Political situation in Turkey – Achilles’ heel in Ankara-Moscow relations
Baku, Azerbaijan, June 10
By Rufiz Hafizoglu - Trend:
Today, Turkey and Russia enjoy very good relations, and this was certainly achieved through the efforts of Turkish President Recep Tayyip Erdogan and Russian President Vladimir Putin.
In fact, the Turkish-Russian rapprochement is in the interests of the whole region, and the efforts made by the two countries are most clearly manifested in Syria in particular.
Turkey and Russia are also important trade and economic partners. For example, according to the Ministry of Trade of Turkey, trade between the two countries amounted to $8.247 billion in May 2019, while in 2018 the trade turnover between the two countries made up $25.389 billion.
One can talk for hours about the two countries’ relations and the importance of dialogue between Ankara and Moscow; however, despite the strength of these relations, built on mutual interests, there are still a few risks to consider.

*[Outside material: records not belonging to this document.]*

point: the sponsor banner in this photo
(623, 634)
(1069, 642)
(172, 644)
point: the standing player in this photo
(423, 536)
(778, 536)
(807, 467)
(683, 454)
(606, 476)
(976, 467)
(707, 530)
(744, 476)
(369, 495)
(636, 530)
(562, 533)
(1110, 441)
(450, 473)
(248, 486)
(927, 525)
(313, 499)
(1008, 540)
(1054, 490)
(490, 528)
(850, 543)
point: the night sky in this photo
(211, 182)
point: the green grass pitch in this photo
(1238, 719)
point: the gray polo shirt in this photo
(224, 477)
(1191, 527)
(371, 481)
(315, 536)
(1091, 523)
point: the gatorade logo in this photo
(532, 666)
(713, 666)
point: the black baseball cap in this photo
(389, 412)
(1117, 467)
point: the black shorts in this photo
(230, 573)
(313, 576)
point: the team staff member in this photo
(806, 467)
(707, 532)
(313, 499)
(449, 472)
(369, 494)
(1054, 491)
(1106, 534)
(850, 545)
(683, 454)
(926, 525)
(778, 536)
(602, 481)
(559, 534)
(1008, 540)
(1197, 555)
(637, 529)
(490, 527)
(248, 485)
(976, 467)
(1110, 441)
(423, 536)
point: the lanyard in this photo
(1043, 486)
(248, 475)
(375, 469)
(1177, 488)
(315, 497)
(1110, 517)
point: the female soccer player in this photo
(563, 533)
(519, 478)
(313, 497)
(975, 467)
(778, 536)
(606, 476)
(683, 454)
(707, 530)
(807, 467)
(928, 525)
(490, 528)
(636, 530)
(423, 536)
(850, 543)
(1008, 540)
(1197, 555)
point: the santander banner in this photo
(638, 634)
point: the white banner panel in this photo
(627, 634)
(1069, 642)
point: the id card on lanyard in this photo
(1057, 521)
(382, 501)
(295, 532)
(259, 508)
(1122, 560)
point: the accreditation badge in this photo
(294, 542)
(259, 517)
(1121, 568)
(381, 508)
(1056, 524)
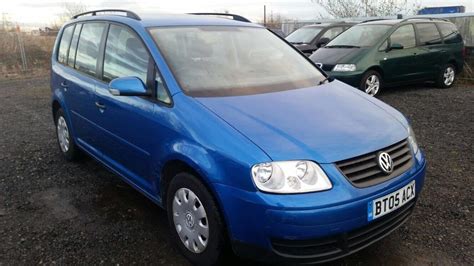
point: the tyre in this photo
(371, 83)
(66, 143)
(195, 222)
(447, 76)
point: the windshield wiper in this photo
(328, 78)
(342, 46)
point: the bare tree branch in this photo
(369, 8)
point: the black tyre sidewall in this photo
(73, 152)
(440, 81)
(217, 242)
(364, 79)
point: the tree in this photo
(368, 8)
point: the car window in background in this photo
(359, 36)
(405, 35)
(222, 61)
(428, 33)
(64, 44)
(73, 47)
(303, 35)
(450, 33)
(88, 47)
(332, 32)
(125, 55)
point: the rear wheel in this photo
(447, 76)
(66, 143)
(371, 83)
(196, 225)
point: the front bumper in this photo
(351, 78)
(329, 224)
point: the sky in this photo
(40, 13)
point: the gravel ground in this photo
(53, 211)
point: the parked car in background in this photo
(309, 38)
(241, 139)
(383, 53)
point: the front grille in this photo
(364, 171)
(334, 247)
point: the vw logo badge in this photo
(385, 162)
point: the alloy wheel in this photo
(63, 134)
(190, 220)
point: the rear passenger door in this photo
(128, 127)
(77, 78)
(400, 65)
(431, 49)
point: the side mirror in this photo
(322, 42)
(395, 46)
(128, 86)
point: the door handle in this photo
(99, 105)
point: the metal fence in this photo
(21, 52)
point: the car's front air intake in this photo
(364, 171)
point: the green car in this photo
(382, 53)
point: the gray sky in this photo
(45, 12)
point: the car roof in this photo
(157, 20)
(327, 24)
(397, 21)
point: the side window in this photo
(125, 55)
(72, 50)
(88, 47)
(450, 33)
(161, 92)
(64, 44)
(384, 46)
(405, 35)
(332, 32)
(428, 33)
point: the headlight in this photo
(412, 140)
(344, 67)
(290, 177)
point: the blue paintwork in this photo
(221, 138)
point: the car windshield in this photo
(303, 35)
(212, 61)
(359, 36)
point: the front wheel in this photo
(447, 76)
(66, 143)
(371, 83)
(195, 221)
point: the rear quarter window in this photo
(64, 44)
(88, 48)
(450, 33)
(428, 33)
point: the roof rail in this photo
(128, 13)
(427, 18)
(233, 16)
(375, 19)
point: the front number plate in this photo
(388, 203)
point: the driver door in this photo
(400, 65)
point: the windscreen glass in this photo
(223, 61)
(303, 35)
(360, 36)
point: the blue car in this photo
(241, 139)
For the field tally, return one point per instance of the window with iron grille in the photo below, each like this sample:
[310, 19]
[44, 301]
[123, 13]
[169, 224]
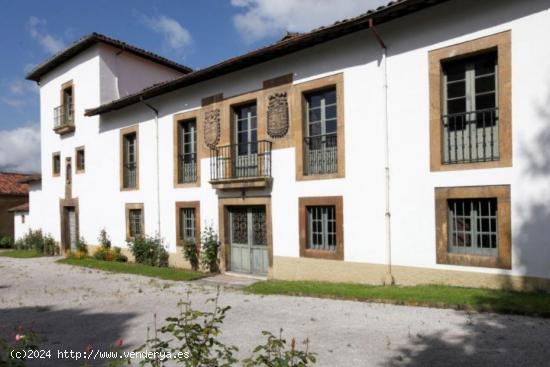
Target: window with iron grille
[135, 221]
[56, 164]
[321, 138]
[470, 109]
[80, 159]
[129, 161]
[321, 230]
[187, 151]
[473, 226]
[187, 224]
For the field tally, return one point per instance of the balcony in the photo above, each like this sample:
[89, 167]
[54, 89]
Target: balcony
[471, 137]
[63, 119]
[241, 166]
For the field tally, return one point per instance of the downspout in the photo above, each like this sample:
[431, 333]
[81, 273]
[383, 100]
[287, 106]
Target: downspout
[388, 278]
[156, 112]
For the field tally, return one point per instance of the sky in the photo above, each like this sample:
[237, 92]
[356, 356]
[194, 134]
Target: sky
[194, 33]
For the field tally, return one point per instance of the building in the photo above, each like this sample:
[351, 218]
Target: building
[13, 192]
[407, 144]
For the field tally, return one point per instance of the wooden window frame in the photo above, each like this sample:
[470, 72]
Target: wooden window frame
[298, 118]
[502, 43]
[134, 206]
[338, 203]
[123, 132]
[188, 205]
[77, 151]
[503, 259]
[54, 156]
[200, 149]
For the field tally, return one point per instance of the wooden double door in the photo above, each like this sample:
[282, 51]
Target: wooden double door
[248, 240]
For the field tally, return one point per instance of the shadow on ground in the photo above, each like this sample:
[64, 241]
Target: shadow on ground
[65, 329]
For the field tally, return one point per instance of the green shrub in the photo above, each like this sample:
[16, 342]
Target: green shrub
[50, 246]
[82, 246]
[149, 250]
[6, 242]
[104, 239]
[191, 253]
[209, 252]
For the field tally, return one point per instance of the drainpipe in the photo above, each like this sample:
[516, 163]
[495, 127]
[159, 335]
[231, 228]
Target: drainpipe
[388, 278]
[156, 112]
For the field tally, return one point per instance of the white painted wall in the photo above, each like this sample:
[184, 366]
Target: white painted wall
[357, 56]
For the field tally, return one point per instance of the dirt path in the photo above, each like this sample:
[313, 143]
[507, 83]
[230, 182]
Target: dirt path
[72, 307]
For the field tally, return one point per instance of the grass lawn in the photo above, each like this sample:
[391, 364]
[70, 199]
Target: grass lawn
[21, 254]
[473, 299]
[138, 269]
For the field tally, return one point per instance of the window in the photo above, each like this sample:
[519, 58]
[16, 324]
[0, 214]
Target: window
[56, 164]
[321, 152]
[470, 104]
[470, 109]
[317, 123]
[246, 140]
[473, 226]
[187, 221]
[321, 229]
[187, 151]
[80, 160]
[134, 221]
[129, 159]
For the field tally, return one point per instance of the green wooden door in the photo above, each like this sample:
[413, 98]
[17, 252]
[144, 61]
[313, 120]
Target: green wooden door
[248, 240]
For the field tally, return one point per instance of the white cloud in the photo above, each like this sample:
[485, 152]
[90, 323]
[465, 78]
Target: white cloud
[267, 18]
[13, 102]
[49, 43]
[20, 149]
[176, 37]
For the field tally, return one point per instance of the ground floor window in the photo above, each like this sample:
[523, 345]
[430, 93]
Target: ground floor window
[187, 221]
[134, 221]
[473, 226]
[321, 229]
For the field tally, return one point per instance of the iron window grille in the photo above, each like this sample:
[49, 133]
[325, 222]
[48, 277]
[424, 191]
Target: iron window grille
[321, 151]
[473, 226]
[135, 223]
[129, 161]
[187, 224]
[321, 230]
[470, 118]
[187, 152]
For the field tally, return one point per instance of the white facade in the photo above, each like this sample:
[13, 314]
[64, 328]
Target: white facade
[98, 77]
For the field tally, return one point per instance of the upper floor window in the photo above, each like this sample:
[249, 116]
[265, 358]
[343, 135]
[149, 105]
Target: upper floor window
[64, 114]
[187, 151]
[470, 104]
[129, 158]
[321, 152]
[470, 109]
[80, 160]
[56, 164]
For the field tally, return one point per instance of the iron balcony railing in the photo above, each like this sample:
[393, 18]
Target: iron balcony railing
[129, 175]
[470, 137]
[63, 116]
[187, 167]
[321, 154]
[251, 159]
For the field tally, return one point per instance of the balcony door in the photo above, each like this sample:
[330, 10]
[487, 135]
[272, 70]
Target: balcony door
[246, 139]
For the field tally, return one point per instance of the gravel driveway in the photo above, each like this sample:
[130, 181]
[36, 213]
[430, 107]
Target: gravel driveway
[72, 307]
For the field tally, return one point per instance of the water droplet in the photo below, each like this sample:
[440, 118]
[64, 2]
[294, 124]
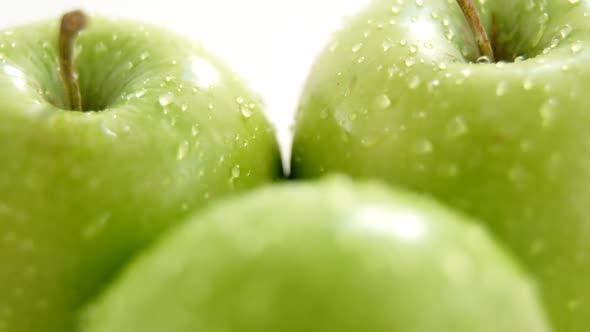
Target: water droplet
[386, 46]
[501, 88]
[166, 99]
[245, 111]
[565, 30]
[100, 47]
[357, 47]
[577, 47]
[410, 61]
[457, 127]
[519, 58]
[182, 150]
[449, 170]
[483, 60]
[383, 101]
[527, 84]
[195, 130]
[235, 172]
[424, 146]
[415, 82]
[548, 112]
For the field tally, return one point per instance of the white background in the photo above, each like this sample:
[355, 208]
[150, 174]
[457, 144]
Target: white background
[270, 43]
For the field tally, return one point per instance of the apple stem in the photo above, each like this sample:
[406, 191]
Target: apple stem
[472, 16]
[71, 24]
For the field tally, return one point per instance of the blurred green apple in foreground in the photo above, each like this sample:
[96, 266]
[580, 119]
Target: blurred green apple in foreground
[165, 128]
[330, 256]
[398, 95]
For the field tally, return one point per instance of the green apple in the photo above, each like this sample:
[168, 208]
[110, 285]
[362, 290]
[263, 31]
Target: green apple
[399, 95]
[317, 257]
[166, 129]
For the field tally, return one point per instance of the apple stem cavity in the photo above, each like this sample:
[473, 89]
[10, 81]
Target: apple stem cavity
[71, 24]
[481, 36]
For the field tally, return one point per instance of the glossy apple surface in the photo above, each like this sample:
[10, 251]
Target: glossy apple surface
[167, 129]
[328, 256]
[397, 96]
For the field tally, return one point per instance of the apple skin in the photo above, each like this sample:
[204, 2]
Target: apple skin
[396, 96]
[80, 193]
[316, 257]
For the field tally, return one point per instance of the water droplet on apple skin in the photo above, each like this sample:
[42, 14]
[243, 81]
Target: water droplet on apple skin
[548, 112]
[182, 150]
[424, 147]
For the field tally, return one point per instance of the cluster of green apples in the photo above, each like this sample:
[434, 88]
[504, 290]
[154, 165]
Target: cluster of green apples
[138, 180]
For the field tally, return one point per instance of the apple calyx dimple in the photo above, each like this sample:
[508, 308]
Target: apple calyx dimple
[71, 24]
[481, 36]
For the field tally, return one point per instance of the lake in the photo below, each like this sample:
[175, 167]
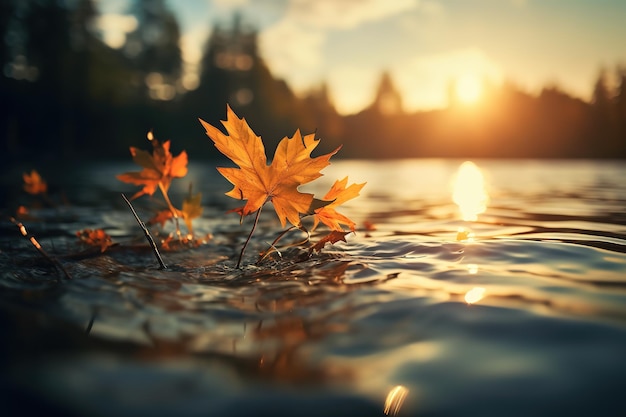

These include, first of all, the political situation in Turkey – or, more precisely, the situation that has formed after the municipal elections in the country.
It is no secret to anyone that a new political party is being formed in Turkey, headed by ex-minister of economic affairs and ex-foreign minister Ali Babacan, and Ahmet Davutoglu and Abdullah Gul will be joining this political movement.
Davutoglu, who has quite a lot of supporters in Turkey, is indeed the strongest figure in this political trio. Davutoglu, who has been excluded from taking part in the political life of Turkey, has already gotten active, softly criticizing the internal policy of the authorities.
As of now, with the exception of Erdogan and several other politicians, the current Turkish authorities are lacking strong personnel.
Political experts are not ruling out that the creation of a new political party may lead to tangible changes in Turkey, and the current authorities of the country are, of course, aware of this.
If a new political party is to be formed in Turkey by 2024, it will be able to gain a noticeable amount of the popular vote, which will lead to a number of AKP members, as well as members of other parties, joining the new movement. Another important fact to take into account is that Turkey will hold presidential elections in 2023, where, according to most political experts, the current president will not participate.
The main candidates for the presidency will undoubtedly be Ekrem Imamoglu and, of course, Berat Albayrak. Which of the listed candidates will have a greater chance of winning largely depends on the political situation that will form with the creation of the new political party.
It is worth noting that, should the new political party headed by the trio be able to rise to power after its formation, this will primarily affect the relations between Turkey and Russia – as, starting from then, Ankara, just as before, will begin to conduct pro-Western policies. This is the Achilles' heel in relations between Ankara and Moscow.